One of Washington's prominent black ministers has set off a firestorm among the city's gay community with a recent sermon in which he denounced lesbianism in unusually graphic language, warned that it is about "to take over our community" and asserted that one reason women become lesbians is because "lot of the sisters making more money than brothers."
The Rev. Willie F. Wilson, pastor of Union Temple Baptist Church in Southeast Washington, said during a recorded July 3 sermon: "You got to be careful when you say you don't need no man. 'I can make it by myself.' Well, if you don't need a man, what's left?"
Wilson's remarks, first reported yesterday by the Washington Blade, stunned local gay leaders. Several said they were inappropriate because of Wilson's role as national executive director of the 10-year commemoration of the Million Man March in October.
Wilson, a former mayoral candidate, did not respond to phone messages left at his church and home yesterday seeking comment.
His sermons usually are recorded and then sold. The Washington Post obtained a CD of this sermon from Philip Pannell of Southeast, who served in 2000 as Mayor Anthony A. Williams's liaison for gay, lesbian, bisexual and transgender affairs.
Pannell said he was "stunned" by the remarks. "He has every right to say what he wants from his pulpit," Pannell said. "However, in his role as national director of the [October march] it does not make the gay, lesbian, transsexual and bisexual African American community seem welcome when these attitudes are expressed publicly."
Longtime gay civil rights activist Carlene Cheatam of Northeast said Nation of Islam minister Louis Farrakhan, principal leader of the first Million Man March, "needs to denounce those words from . . . Wilson." Farrakhan's office referred a reporter to the Chicago office of the Million Man March. Officials there did not respond to a message seeking comment.
"How do you go from women making money and then that having an impact on your sexual orientation?" Cheatam asked. "There are too many strong African American women who are advancing in this society that he is insulting."
Pannell said the comments seem to explain why Wilson had not attended meetings organized by gay and lesbian activists to plan for the upcoming commemoration. "It's clear they don't want us to be part of this [event], except showing up and boosting the numbers on the Mall that day," Pannell said. "That's not empowering at all."
Some members of the gay community said they were especially shocked because the remarks ran counter to Wilson's relationship with the community in the past. He was the first influential black preacher in the District to open his church for a forum in 1999 on discrimination against homosexuals in the black church.
The pastor's comments on lesbians came in the middle of a rambling sermon.
After decrying rising prices, he said: "I ain't against women working, but it's become a necessity that they work now. Was a time when a man could get a job in a factory and do all right.
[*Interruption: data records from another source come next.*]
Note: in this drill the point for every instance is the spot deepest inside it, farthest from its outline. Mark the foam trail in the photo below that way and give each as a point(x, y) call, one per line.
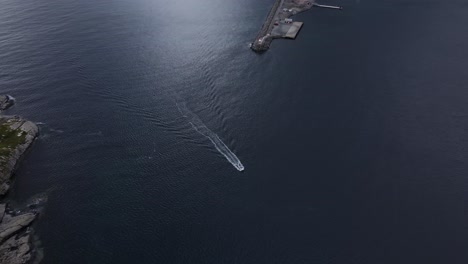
point(198, 125)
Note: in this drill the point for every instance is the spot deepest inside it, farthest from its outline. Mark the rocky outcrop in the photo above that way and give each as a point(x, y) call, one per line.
point(6, 102)
point(16, 136)
point(12, 224)
point(15, 246)
point(16, 250)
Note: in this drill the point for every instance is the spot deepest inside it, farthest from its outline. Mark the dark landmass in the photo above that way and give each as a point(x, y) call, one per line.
point(279, 24)
point(16, 136)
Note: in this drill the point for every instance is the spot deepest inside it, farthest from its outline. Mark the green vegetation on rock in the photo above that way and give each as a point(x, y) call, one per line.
point(10, 138)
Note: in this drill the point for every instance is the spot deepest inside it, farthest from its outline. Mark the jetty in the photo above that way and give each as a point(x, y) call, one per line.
point(278, 23)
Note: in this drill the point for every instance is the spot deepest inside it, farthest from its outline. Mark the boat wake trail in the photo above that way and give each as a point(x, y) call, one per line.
point(198, 125)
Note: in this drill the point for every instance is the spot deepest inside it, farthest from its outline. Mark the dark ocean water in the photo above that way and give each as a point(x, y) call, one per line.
point(354, 137)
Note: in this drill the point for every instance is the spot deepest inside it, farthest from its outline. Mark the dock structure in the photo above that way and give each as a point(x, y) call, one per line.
point(278, 23)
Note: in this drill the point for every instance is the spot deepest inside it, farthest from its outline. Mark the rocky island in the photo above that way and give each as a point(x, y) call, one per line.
point(279, 24)
point(16, 136)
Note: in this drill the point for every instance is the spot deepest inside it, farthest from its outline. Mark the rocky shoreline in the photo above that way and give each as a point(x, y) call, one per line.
point(16, 137)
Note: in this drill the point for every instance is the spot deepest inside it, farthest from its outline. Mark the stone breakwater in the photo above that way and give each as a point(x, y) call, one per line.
point(16, 136)
point(277, 17)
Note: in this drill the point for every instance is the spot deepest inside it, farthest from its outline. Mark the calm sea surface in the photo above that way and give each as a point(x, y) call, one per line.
point(354, 137)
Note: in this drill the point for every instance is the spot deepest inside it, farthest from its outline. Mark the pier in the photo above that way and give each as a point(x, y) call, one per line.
point(278, 23)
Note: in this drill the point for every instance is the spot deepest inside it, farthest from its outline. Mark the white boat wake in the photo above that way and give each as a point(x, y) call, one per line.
point(198, 125)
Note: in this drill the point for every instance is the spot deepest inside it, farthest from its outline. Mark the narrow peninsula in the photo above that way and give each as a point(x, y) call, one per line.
point(278, 23)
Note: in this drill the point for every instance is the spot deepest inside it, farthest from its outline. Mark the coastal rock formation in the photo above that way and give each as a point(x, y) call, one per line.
point(16, 250)
point(6, 102)
point(14, 238)
point(16, 136)
point(12, 224)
"We live in a time now brothers have been so put down, can't get a job. Lot of the sisters making more money than brothers, and it's created problems in families. That's one of the reasons our families [are] breaking up and that's one of the reasons many of our women are becoming lesbians," he said.
Lesbianism is about "to take over our community. I'm talking about young girls. My son in high school last year. Tried to go to the prom. He said, 'Dad, I ain't got nobody to take to the prom because all the girls in my class are gay. Ain't but two of 'em straight, and both of them ugly," Wilson recounted.
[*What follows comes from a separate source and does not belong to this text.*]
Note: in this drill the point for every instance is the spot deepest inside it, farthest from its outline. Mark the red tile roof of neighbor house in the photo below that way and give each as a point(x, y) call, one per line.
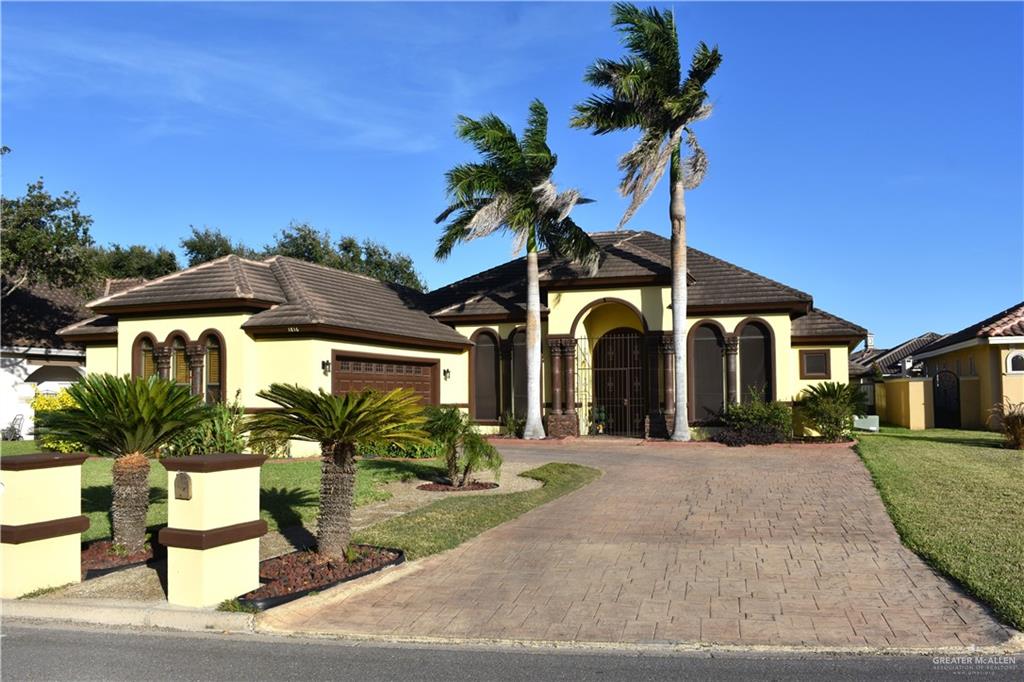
point(286, 293)
point(1003, 324)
The pastor, who said he was not homophobic, then described a gay sexual encounter in explicit and derogatory terms.
The Rev. Candace R. Shultis, pastor at Metropolitan Community Church of Washington, a gay congregation, said "it was unbelievable that someone would . . . use that kind of language from the pulpit." The graphic detail, she said, "tells me he doesn't know a whole lot about the gay lifestyle."